Matthew Ellis, Police and Crime Commissioner for Staffordshire challenged police last week as to why no action was been taken to investigate any of the deaths at Mid Staffordshire Hospitals. The police had previously said  that the law as it stands would not support a conviction. Mr Ellis has now disclosed that detectives would be reviewing “information not in the public domain".

Staffordshire police have announced it will begin reviewing the information found in the Francis report “in order to identify whether there is any potential for criminal charges.”

There has been increasing political pressure for police action over the possible 1,200 deaths. Recently the former health advisor of David Cameron weighed into the debate saying it was “astonishing” that none of the managers overseeing the hospital during the scandal have been held accountable.  

Sean Worth, a former Downing Street adviser, stated that “If specific allegations are brought forward of wilful neglect on the ward floor, especially any amounting to manslaughter, there should absolutely be a police inquiry. Anything less would let down the victims”.

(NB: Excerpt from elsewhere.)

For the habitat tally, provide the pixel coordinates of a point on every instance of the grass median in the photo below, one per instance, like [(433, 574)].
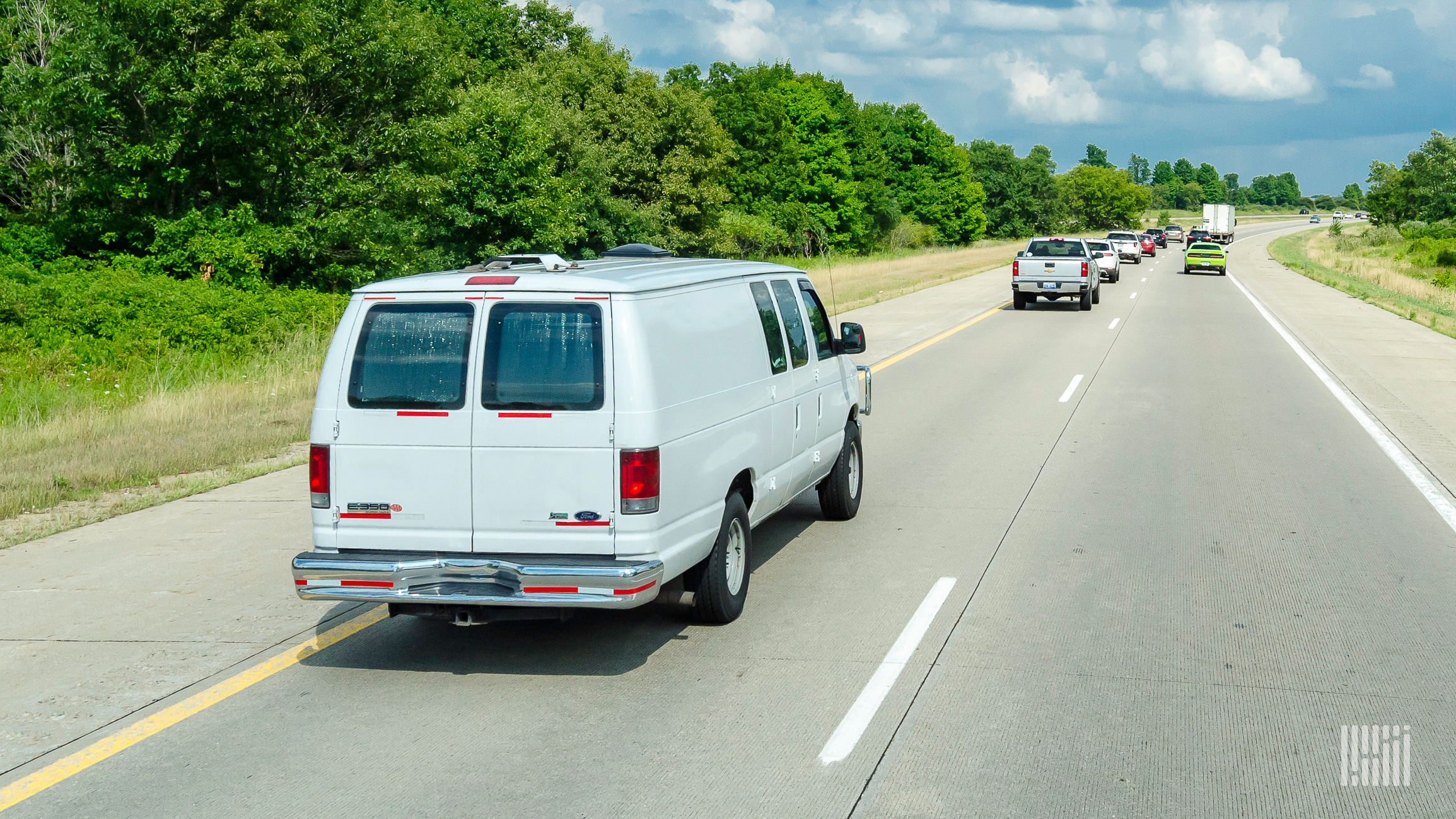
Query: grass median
[(1375, 272)]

Nick Baker, Assistant Chief Constable of Staffordshire Police, who will be leading the review said“This is a very substantial report which we will link into what is already known by previous police investigations, to see if there are any additional investigative inquiries that are required”

Matthew Ellis, the Police and Crime Commissioner for Staffordshire said “This will need to be a thorough, carefully considered process and will inevitably take some time”.  

He added “This is a serious exercise led by a very determined and talented senior investigator, not just a paper based review…I want people who are responsible for this to be held responsible”

The review has no fixed deadlines however officers will brief Mr Ellis and the Staffordshire Police Chief Constable in two weeks time and report their progress.

Julie Bailey, a campaigner of Cure the NHS stated that if the investigation aims to be truly credible, the police and prosecutors must consider those who worked at the Strategic Health Authority that oversaw Staffordshire Hospital. She said “They knew what was going on, they are the ones who put pressure on the hospital to reduce staffing levels.”